Two civilians on Saturday were wounded when an explosive charge went off in western Baghdad, according to a police source. “Today, an improvised explosive device (IED) stuck to a civilian vehicle detonated in al-Yarmuk neighborhood, western Baghdad, wounding two civilians who were taken to the nearby al-Yarmuk Hospital for treatment,” the source told Aswat al-Iraq news agency.


Kirkuk:
#1: An improvised explosive device (IED) on Saturday went off near a truck in the southwest of Kirkuk city, wounding its driver, according to a local police source. “The explosion, which occurred near al-Humeira gas station on Kirkuk-Tikrit road (30 km southwest of Kirkuk), caused the vehicle to overturn and wounded its driver, who was taken to the hospital,” the source told Aswat al-Iraq news agency.



Afghanistan: "The Forgotten War"
#1: At least two people were killed Saturday morning after a suicide bomb exploded near the German embassy in Kabul, a Defense Ministry spokesman said. One of the dead was a child, said Gen. Mohammed Zaher Azimi. He said another 23 people were wounded, four of them seriously.
Azimi's figure contradicts a report from the Interior Ministry soon after the blast that seven people were killed. Five U.S. forces were wounded in the blast, three of them seriously, said Lieutenant Colonel Chris Kubik, a spokesman for the U.S. military. Several embassy staff were also wounded and the explosion caused damage to the embassy compound, the German Foreign Ministry said. The blast occurred in the Afghan capital around 9:30 a.m. (midnight ET) in an area near a military base as well as the German embassy, an Interior Ministry official said. Afghan security officials had been in the area stopping and checking every car before the bomb went off, CNN's Atia Abawi reported. A fuel tanker was burned in the explosion, the force of which could be felt blocks away.

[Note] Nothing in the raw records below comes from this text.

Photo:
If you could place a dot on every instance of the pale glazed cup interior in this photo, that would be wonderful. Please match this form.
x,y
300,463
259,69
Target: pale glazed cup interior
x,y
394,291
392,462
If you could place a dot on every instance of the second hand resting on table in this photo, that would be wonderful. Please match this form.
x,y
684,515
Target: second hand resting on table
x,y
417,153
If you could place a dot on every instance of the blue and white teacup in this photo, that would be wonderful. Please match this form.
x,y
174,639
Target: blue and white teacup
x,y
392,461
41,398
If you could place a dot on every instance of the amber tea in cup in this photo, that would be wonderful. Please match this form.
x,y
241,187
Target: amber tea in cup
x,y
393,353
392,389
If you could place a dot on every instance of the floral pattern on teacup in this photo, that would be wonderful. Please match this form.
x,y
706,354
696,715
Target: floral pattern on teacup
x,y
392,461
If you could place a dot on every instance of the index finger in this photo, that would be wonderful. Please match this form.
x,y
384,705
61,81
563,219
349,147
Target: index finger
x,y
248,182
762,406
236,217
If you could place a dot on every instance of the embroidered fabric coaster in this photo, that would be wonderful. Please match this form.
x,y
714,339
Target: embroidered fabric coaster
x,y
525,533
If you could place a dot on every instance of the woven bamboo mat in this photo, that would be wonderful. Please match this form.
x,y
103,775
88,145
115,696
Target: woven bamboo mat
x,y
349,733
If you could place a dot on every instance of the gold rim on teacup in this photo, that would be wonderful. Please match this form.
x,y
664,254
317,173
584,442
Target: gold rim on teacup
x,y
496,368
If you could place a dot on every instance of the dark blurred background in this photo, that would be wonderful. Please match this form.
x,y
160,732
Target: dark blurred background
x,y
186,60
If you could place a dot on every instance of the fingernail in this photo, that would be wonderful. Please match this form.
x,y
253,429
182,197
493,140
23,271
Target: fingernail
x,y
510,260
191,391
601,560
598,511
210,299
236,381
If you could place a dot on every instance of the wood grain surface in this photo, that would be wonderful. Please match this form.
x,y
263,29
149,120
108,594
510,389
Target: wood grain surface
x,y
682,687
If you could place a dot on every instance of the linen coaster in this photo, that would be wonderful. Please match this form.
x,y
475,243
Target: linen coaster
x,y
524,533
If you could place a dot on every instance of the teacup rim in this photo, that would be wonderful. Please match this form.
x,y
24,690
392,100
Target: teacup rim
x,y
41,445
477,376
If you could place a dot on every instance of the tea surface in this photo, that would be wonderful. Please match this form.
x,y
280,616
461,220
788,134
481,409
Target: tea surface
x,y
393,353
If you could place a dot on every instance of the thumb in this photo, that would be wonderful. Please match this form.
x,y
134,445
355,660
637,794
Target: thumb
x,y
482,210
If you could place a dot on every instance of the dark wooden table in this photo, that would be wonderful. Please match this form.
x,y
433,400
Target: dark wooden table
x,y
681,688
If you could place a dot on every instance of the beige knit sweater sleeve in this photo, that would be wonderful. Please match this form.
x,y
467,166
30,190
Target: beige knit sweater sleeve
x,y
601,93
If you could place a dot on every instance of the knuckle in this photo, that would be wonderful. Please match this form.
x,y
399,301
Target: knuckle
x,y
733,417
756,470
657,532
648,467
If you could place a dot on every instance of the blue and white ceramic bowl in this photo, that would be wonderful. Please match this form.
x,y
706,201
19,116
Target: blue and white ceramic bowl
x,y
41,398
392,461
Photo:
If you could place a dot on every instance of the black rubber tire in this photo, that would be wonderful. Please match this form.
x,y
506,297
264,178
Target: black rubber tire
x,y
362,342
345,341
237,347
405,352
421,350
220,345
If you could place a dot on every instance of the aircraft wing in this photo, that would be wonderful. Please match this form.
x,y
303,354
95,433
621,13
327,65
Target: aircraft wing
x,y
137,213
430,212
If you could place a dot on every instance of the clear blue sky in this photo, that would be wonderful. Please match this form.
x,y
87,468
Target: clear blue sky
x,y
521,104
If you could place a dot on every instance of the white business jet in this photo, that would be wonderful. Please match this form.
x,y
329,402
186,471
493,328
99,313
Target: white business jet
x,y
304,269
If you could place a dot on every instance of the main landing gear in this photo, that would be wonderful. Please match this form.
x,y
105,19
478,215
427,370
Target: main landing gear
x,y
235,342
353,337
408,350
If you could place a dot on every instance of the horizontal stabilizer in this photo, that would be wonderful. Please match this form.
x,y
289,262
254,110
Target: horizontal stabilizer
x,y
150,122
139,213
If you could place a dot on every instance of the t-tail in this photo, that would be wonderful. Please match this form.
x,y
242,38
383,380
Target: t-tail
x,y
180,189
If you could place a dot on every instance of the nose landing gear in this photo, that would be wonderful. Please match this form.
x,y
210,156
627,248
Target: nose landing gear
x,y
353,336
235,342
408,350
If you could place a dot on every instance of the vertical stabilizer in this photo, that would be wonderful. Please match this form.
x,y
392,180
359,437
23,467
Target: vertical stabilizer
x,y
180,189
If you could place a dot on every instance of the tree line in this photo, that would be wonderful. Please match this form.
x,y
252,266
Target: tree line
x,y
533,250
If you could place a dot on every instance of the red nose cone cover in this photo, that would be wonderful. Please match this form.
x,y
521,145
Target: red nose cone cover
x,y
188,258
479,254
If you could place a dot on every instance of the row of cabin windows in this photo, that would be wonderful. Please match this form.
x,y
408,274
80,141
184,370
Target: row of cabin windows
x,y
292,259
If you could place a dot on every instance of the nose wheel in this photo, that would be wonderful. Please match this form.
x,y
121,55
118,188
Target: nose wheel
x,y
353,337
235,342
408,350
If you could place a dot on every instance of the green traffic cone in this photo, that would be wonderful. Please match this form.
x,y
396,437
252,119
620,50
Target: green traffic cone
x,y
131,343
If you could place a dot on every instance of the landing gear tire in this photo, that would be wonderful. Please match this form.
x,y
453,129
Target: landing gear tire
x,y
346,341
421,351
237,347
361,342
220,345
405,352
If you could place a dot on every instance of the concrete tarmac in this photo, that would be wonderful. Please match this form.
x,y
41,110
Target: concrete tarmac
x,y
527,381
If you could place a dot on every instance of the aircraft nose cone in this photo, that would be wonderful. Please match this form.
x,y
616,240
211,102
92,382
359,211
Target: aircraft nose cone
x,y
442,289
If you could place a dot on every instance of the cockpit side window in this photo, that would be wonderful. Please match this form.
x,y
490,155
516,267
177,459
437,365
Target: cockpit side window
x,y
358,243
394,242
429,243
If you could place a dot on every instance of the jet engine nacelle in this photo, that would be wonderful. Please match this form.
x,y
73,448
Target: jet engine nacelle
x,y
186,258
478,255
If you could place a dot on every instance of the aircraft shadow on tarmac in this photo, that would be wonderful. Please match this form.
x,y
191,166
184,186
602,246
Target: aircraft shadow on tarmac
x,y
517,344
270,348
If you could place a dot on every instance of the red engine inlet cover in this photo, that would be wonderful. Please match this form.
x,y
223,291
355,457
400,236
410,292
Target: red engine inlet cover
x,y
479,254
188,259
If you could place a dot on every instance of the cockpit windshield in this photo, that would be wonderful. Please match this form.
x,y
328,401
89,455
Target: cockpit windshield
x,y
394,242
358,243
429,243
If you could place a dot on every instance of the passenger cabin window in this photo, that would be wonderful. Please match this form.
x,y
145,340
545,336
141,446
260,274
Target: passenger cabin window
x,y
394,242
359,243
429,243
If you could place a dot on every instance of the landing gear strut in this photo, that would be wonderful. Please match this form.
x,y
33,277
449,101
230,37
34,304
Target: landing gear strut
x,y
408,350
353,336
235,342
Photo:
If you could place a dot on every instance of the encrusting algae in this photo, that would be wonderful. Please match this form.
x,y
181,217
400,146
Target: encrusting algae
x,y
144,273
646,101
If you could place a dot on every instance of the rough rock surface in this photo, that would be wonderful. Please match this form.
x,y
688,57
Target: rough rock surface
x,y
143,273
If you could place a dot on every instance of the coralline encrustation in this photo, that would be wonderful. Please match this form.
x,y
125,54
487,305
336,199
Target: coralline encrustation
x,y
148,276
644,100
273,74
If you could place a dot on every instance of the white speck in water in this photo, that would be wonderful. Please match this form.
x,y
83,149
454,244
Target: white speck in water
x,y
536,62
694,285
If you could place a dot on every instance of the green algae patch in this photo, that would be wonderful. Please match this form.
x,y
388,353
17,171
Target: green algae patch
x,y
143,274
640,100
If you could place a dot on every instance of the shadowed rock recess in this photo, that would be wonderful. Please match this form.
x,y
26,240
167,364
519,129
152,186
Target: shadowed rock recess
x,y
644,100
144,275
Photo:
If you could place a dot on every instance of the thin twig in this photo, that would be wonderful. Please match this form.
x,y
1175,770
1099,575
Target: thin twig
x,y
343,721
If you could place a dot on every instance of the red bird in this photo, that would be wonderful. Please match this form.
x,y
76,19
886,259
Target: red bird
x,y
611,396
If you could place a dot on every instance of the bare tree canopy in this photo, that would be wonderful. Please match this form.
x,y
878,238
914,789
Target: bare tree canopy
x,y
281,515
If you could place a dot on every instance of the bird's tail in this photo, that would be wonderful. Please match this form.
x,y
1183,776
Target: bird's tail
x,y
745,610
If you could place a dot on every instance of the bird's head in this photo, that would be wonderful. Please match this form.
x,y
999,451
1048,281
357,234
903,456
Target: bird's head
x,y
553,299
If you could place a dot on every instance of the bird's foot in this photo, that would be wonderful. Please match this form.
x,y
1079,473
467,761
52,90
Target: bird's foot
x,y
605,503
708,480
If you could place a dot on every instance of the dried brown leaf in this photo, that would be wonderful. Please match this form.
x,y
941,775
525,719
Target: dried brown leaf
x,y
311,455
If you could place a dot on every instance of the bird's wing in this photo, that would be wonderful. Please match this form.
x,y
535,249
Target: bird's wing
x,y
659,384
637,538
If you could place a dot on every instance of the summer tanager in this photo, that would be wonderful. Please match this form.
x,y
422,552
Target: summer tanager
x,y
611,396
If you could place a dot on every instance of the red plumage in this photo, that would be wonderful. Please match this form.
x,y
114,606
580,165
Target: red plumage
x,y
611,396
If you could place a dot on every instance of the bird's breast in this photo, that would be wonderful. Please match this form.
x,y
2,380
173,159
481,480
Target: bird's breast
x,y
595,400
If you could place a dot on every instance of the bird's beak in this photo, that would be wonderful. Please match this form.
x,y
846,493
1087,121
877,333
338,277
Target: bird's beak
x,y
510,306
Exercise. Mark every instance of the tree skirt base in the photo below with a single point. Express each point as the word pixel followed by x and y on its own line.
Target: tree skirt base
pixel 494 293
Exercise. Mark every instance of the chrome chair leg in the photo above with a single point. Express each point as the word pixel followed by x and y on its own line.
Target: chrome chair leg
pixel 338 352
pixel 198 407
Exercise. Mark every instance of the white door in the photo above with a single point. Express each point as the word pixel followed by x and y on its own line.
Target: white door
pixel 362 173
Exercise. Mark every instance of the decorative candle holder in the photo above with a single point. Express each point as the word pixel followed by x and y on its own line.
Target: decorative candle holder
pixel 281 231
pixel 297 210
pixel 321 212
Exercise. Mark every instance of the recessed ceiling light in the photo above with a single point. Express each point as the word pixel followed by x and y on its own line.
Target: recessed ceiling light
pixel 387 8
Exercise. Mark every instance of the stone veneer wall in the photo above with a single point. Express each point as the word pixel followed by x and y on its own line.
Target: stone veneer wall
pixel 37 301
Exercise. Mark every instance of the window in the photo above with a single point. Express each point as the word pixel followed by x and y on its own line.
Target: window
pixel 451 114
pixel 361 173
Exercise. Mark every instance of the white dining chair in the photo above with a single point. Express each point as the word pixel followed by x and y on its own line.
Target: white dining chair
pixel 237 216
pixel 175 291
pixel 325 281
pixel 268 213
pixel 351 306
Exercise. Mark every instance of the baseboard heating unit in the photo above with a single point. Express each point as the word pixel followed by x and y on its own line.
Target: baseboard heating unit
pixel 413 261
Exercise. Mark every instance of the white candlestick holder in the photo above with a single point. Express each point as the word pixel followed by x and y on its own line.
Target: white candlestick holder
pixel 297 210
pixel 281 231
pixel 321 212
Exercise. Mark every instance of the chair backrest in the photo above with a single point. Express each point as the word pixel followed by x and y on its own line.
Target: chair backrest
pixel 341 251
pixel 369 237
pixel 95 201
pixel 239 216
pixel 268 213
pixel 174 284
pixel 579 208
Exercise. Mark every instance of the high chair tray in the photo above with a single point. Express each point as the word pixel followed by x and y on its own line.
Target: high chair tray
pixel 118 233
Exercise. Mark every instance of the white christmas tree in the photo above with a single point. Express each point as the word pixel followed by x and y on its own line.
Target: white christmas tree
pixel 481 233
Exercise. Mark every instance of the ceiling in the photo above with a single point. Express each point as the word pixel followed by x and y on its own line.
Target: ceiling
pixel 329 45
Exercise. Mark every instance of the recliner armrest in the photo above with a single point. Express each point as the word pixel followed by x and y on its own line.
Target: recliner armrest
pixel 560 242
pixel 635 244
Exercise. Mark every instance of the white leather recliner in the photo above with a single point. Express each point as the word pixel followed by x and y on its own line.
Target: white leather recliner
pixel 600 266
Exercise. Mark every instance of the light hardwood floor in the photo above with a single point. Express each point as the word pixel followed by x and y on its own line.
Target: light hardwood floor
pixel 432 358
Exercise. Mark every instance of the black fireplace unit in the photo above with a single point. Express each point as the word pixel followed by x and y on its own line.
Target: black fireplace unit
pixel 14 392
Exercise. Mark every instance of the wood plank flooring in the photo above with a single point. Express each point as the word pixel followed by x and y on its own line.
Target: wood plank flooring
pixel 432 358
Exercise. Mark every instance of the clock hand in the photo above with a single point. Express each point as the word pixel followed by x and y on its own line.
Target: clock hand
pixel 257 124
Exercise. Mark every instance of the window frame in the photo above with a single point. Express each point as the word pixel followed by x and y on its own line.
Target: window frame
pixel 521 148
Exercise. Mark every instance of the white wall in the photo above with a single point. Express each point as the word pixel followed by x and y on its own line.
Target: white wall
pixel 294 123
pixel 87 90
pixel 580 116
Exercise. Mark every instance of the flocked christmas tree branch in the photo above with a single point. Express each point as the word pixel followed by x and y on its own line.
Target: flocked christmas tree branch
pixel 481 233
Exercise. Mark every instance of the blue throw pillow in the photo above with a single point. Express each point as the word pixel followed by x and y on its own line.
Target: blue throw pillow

#2: In Saturday's second attack, a suicide bomber in a minivan charged a convoy of NATO troops and Afghan police in eastern Nangarhar province. The explosion in Chaparhar district killed one civilian and wounded three others, said Ghafor Khan, a spokesman for the provincial police chief. He said three police were also wounded. Mujahid said the bombing was aimed at the foreign military forces in the convoy. A spokesman for NATO forces, Sgt. Brian Jones, confirmed the bomb attack on the convoy. He said no NATO troops were killed or wounded.


Casualty Reports:

Marine Lance Cpl. Marc Olson, 20, of Coal City, after he was severely in-jured Nov. 8 in a suicide bomber attack in Iraq. The young Marine was wounded when two suicide bombers assaulted a police headquarters in Ramadi, Al Anbar Province, killing eight people and injuring seven others. He was flown to a hospital in Germany, and from there to the National Naval Medical Center in Bethesda, Md.All his facial bones had been broken, and he suffered major head, neck, and eye injuries. He underwent surgery at Bethesda before coming home for the Christmas holidays, then went back for additional medical care.